I am not an amazing cook, but I am a stellar soup maker. A few weeks ago, I figured I would treat Husband and myself to our favorite Veal Meatball Soup versioned from Alex Guarnaschelli’s recipe (NEXT IRON CHEF WINNER!).

So I traveled to Dillon’s and traversed the meat department for a pound of ground veal, but the butcher sadly informed me that Dillon’s had no veal that day.


I still wanted a fancy meat for a fancy meatball so I grabbed a pound of bison and headed home. (With my other groceries. And I also paid for them. I promise I didn’t just walk out.)

Enter my non-soup making skills: Apparently, I am also pretty stellar at making bison meatballs with a little Asian kick.

Go me!

I did not believe that bison would react in the soup the same as veal, and I didn’t want to ruin expensive bison meat by tossing it in a pot it didn’t belong in.
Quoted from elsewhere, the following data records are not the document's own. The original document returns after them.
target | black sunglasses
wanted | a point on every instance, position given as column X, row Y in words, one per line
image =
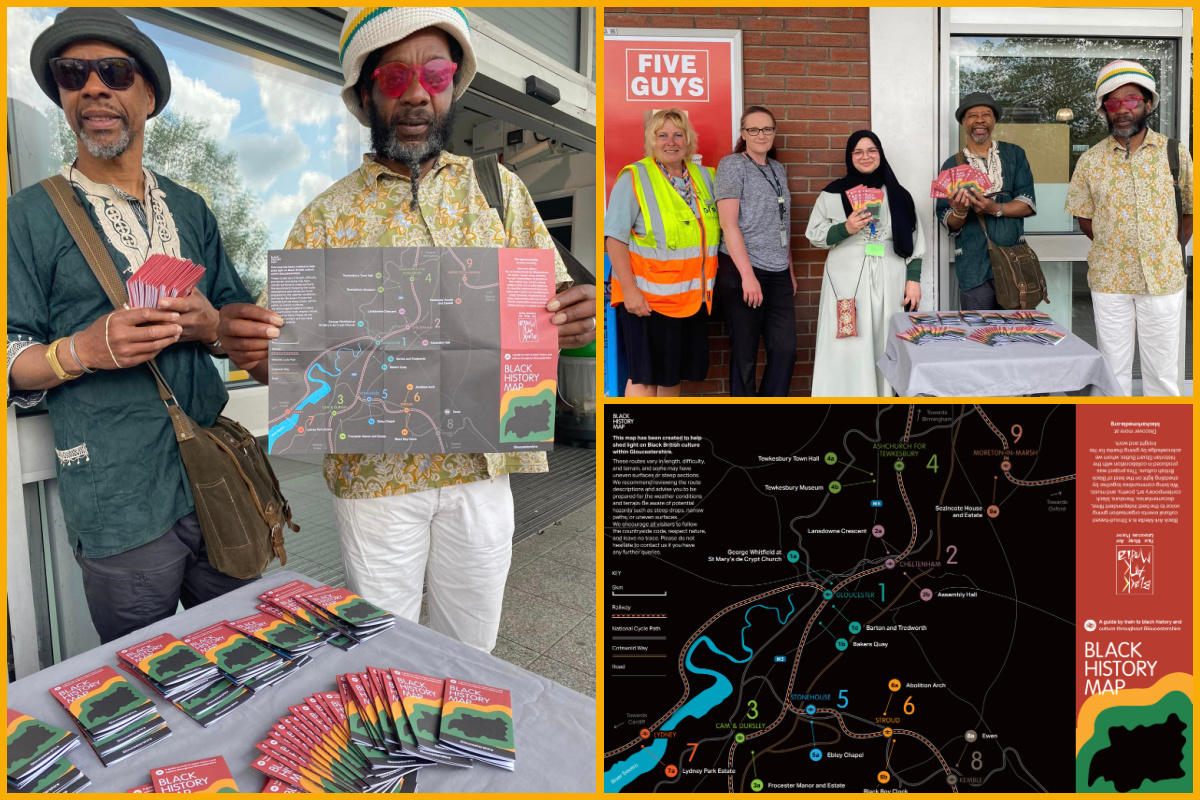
column 117, row 72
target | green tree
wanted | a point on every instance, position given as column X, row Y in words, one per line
column 183, row 149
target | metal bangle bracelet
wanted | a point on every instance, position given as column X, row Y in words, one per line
column 76, row 356
column 109, row 344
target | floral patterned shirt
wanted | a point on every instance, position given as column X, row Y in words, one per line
column 1131, row 203
column 373, row 206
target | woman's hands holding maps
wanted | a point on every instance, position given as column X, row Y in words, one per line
column 576, row 316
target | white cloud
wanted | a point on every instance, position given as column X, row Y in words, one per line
column 287, row 206
column 195, row 98
column 292, row 98
column 351, row 139
column 24, row 25
column 264, row 157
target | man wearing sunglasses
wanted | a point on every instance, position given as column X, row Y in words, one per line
column 126, row 503
column 445, row 519
column 1132, row 194
column 1003, row 210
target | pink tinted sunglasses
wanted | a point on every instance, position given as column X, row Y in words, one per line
column 1113, row 103
column 436, row 76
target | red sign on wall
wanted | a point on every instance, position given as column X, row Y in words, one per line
column 697, row 74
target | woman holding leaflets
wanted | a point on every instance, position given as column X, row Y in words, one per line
column 869, row 224
column 754, row 277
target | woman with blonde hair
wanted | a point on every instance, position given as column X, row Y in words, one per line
column 661, row 234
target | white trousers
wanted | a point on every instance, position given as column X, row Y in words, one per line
column 1156, row 319
column 456, row 539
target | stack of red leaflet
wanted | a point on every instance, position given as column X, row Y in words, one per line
column 949, row 181
column 162, row 276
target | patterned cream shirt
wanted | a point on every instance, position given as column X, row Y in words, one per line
column 373, row 206
column 1131, row 203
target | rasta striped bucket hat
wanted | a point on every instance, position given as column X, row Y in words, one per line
column 1116, row 74
column 367, row 29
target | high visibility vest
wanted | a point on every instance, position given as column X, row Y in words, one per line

I surfed the interwebz and found a recipe for bison meatballs. I didn’t want to serve my meatballs with spaghetti and marinara sauce because Husband hates both of those things, so I decided to serve it with stir-fried rice and peppers.

Asian flare.

Bison Meatballs

  • 1 pound ground bison meat
  • 1/2 cup bread crumbs
  • 2 eggs
  • 2 cloves of garlic, diced
  • 1/2 onion, minced
  • 1/4 cup grated parmesan cheese
  • 1 tsp. dried parsley flakes
  • 1 tsp. dried oregano
  • 1 tsp. soy sauce
  • 1 tsp. sesame oil
  • 1 tsp. salt
  • 1 tsp. ground black pepper
  • 1 tsp. cayenne pepper


Preheat your oven to 450 degrees. And prep a cast iron skillet for use.

Combine all ingredients except the bison, eggs, soy sauce and sesame oil in a large bowl. Add the remaining ingredients and gently combine. Do not over combine or the meat will get all chewy. Roll 6-7 large meatballs, about the size of a small fist, a place them in your cast iron.

Bake the meatballs in the cast iron skillet for about 30 minutes.

The original recipe asked to check and turn the meatballs after 20 minutes. After 20 minutes, my meatballs were done. I think it depends on your oven.

The meatballs were pretty tasty, and, while I won’t ever put marinara on expensive bison meat, I’m pretty excited to duplicate this recipe with some cow for a spaghetti and meatball dish of my own.

Bison Meatballs Recipe

Oh, and by the way, cast iron is probably the most amazing thing I’ve ever used to cook. INVEST in this stuff.